よく、「内発的動機を引き出す」と言われますが、そういう考え方は有効なのでしょうか?
「内発的」なものを、どうやって他人が「引き出す」ことができるの? という素朴な疑問です。

1)外発的動機づけ、内発的動機づけ

 動機づけ(モチベーション)の理論によれば、動機づけは、要因の種類によって「内発的動機づけ」と「外発的動機づけ」の2つに分けられます。

動機づけ要因が本人の外にある、つまり報酬や賞賛などによるものを「外発的動機づけ」と呼びます。他方、本人の内にある、つまり仕事や勉強など、動機づけの対象となった行為そのものに、やりがいや楽しさを感じることによるものを「内発的動機づけ」と呼びます。

ちなみに「づけ」はしばしば省略されます。(以下、省略します)

2)なぜ、内発的動機?

 外発的動機は、要因となる報酬などがなくなったり、当たり前になったりすると低下するので、仕事の世界では、これに依存しすぎるのはよくないとされます。

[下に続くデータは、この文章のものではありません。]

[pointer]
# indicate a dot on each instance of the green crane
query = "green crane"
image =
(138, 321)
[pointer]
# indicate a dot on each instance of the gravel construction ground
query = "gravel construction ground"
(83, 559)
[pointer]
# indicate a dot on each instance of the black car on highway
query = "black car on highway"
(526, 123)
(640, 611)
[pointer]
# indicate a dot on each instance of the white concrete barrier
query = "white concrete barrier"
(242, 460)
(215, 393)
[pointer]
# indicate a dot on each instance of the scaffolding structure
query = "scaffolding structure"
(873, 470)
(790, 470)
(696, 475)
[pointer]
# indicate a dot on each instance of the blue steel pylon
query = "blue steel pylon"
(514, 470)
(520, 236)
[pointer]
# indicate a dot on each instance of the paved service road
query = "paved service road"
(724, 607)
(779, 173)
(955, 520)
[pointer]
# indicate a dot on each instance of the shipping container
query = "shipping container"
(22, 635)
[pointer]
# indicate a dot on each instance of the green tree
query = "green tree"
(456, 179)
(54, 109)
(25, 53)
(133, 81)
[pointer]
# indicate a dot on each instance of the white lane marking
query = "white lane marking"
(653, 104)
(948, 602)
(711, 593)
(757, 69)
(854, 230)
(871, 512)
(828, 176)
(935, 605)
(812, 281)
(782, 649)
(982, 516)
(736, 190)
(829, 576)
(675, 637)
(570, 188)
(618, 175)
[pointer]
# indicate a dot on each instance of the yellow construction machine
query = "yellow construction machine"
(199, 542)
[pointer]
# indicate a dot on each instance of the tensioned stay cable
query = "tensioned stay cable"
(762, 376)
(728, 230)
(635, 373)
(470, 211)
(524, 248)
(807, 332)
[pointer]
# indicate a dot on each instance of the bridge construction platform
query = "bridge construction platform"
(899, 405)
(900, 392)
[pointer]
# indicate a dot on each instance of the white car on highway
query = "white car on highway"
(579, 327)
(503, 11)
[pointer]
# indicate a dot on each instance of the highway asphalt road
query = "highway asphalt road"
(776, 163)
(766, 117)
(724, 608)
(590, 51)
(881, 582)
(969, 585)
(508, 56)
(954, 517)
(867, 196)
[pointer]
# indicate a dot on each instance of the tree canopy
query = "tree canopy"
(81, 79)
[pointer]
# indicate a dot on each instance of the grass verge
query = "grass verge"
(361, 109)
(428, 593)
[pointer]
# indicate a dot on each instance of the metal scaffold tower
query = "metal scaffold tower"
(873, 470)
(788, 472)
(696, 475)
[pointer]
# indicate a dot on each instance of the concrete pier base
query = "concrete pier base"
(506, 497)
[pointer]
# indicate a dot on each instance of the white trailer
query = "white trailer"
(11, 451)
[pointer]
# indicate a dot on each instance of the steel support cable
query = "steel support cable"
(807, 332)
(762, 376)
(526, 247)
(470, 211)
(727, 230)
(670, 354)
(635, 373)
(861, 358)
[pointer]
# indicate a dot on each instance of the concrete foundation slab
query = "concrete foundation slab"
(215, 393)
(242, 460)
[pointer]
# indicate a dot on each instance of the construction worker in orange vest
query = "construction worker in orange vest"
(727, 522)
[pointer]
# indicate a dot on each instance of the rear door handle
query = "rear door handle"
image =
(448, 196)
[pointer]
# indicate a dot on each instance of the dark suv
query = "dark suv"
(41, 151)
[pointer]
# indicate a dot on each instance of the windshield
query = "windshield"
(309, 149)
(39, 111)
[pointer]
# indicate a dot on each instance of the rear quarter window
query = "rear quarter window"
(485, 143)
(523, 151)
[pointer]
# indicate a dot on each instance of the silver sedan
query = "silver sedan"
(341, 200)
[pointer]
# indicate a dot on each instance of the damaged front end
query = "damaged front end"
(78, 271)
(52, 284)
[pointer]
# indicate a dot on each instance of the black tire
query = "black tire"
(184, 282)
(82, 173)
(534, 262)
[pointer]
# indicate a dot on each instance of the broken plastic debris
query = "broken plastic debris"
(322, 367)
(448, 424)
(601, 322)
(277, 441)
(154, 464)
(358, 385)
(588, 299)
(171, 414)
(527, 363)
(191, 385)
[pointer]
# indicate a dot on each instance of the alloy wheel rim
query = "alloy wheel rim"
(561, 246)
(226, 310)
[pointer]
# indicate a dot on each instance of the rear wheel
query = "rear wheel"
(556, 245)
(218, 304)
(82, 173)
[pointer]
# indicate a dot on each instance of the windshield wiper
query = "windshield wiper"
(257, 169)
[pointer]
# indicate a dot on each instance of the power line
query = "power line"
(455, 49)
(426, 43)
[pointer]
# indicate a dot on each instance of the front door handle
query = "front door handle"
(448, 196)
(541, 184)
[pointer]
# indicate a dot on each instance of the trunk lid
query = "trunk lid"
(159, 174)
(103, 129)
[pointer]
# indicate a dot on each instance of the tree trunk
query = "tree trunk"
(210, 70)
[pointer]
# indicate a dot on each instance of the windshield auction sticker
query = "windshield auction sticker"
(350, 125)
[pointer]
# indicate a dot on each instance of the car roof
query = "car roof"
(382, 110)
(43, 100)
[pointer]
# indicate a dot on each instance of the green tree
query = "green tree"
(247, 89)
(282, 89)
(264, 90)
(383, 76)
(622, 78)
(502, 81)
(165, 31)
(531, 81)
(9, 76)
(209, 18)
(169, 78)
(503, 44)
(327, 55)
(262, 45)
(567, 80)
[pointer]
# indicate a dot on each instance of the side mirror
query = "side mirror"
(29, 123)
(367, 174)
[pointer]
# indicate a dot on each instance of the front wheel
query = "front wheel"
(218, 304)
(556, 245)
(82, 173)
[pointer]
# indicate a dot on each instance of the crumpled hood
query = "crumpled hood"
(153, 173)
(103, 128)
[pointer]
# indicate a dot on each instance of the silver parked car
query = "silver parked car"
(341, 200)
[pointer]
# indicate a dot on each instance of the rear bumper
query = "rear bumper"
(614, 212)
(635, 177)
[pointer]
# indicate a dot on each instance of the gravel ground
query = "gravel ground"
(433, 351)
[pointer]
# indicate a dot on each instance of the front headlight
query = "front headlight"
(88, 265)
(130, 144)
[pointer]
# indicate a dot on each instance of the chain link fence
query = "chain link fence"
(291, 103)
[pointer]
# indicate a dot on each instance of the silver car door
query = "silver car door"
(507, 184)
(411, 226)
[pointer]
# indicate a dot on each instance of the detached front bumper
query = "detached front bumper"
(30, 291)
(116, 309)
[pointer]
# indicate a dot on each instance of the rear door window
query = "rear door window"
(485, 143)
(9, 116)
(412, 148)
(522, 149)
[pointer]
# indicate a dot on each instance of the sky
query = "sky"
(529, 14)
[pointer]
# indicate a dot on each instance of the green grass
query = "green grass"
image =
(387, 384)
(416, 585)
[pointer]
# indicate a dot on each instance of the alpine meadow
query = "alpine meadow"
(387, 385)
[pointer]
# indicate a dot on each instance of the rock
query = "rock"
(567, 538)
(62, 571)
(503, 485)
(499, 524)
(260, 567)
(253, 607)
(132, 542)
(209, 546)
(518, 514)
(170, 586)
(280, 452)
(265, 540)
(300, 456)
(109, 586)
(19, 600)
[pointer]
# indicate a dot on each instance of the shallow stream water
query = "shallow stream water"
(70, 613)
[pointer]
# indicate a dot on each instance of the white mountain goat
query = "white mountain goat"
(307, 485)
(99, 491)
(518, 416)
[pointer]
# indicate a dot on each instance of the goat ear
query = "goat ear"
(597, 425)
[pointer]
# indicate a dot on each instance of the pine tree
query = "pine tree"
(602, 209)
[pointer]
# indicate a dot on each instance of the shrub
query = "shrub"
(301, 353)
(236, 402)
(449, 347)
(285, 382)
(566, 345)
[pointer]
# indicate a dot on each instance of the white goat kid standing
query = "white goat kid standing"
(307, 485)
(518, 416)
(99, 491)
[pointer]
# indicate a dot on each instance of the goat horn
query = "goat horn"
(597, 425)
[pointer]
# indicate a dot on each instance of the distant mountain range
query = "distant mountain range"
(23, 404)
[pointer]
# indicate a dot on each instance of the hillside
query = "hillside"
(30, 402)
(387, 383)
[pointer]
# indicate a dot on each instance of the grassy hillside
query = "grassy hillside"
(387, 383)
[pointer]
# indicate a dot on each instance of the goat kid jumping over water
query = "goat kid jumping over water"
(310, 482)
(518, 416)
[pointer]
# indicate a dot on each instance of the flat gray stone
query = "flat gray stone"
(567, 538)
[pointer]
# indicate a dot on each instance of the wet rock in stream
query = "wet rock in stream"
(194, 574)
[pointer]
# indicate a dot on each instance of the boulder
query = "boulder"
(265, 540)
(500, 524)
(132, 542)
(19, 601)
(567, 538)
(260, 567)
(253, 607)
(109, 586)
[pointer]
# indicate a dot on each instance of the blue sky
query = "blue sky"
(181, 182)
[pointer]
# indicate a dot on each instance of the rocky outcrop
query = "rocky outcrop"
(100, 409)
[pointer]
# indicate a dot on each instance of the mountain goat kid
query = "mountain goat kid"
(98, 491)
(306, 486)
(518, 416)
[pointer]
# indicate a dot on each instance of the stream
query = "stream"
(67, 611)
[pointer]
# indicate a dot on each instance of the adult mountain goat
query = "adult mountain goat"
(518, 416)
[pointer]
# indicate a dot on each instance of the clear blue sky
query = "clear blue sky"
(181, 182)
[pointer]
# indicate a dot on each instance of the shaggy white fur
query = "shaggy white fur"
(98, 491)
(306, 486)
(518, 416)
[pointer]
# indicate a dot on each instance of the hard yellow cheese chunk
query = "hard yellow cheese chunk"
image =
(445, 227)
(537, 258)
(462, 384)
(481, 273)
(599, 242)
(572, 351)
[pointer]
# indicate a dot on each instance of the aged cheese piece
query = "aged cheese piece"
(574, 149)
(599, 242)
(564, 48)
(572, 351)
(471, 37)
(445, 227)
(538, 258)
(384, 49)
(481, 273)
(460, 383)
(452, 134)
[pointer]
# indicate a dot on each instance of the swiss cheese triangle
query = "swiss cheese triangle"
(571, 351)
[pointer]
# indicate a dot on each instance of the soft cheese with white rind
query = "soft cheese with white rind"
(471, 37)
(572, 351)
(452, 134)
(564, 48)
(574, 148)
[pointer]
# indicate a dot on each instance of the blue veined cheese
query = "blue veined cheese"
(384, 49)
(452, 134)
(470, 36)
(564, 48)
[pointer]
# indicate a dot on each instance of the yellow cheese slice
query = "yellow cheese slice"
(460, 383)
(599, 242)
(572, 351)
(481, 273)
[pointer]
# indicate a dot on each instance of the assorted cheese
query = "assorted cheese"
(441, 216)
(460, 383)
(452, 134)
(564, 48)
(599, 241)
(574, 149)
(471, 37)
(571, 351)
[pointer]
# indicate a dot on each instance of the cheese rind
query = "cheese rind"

これに対して、内発的動機は本人の主体性が発揮されるので、粘り強さや創意工夫が現れやすく、これをいかに高めるかが、最近のビジネス界での大きな課題の1つになっています。

3)内発的動機は「引き出せる」か?

外部である他人がどうこうして、動機が高まるのであれば、それは「内発的動機」ではありません。これは言葉の定義の問題です。

では、どうしようもないのか、というとそんなことはありません。

「高める」ではなく「引き出す」という、きわどいニュアンスがポイントです。つまり、直接的な刺激で変化を起こそうとするのではなく、環境を整えることによって、時間をかけて本人の内側から動機が高まりやすくするのです。

4)本当に「引き出し」ているか?

でもこれ、本来あるものを「引き出す」のですから、本人を変えるのではなく、本人に合わせて環境を変えるのが基本です。その境界はグレーゾーンですが、行き過ぎて本人を変える方に傾けば「洗脳」でしょう。

結束力の固い組織に長くいれば、半ば洗脳された状態になることもあるでしょう。それが問題になるかどうかは、次の二つの視点でチェックすることが有効ではないでしょうか。

  • その組織の活動が社会に受け入れられている(もちろんコンプライアンス面でも)
  • その人が、組織外での生活においてとくに問題なく人間関係を持てる

5)理論としての有効性

「内発的動機を引き出す」というきわどい表現自体が、この理論の脆さを教えてくれています。仕事の場での「動機づけ」について、要因のありかを人間の「内部」か「外部」かに分けるのは、あまり意味がないことのように思えます。例えば、犯罪を裁く場では、この違いは重要に思えます。

おそらく、5〜10年後にはビジネス、組織開発の世界で「内発的動機」という言葉は廃れているでしょう。むしろ、これからは、

  • 高い質の動機づけは、どのような要因や環境を組み合わせることによって起こりやすいのか?
  • 仕事の性格に応じて求められる動機づけの「質」はどんなものなのか?
  • 個人の資質や経験などによって、動機づけの要因や環境はどのように変えるべきなのか?

といったことが問われ、実践や理論化が進んでいくのではないでしょうか?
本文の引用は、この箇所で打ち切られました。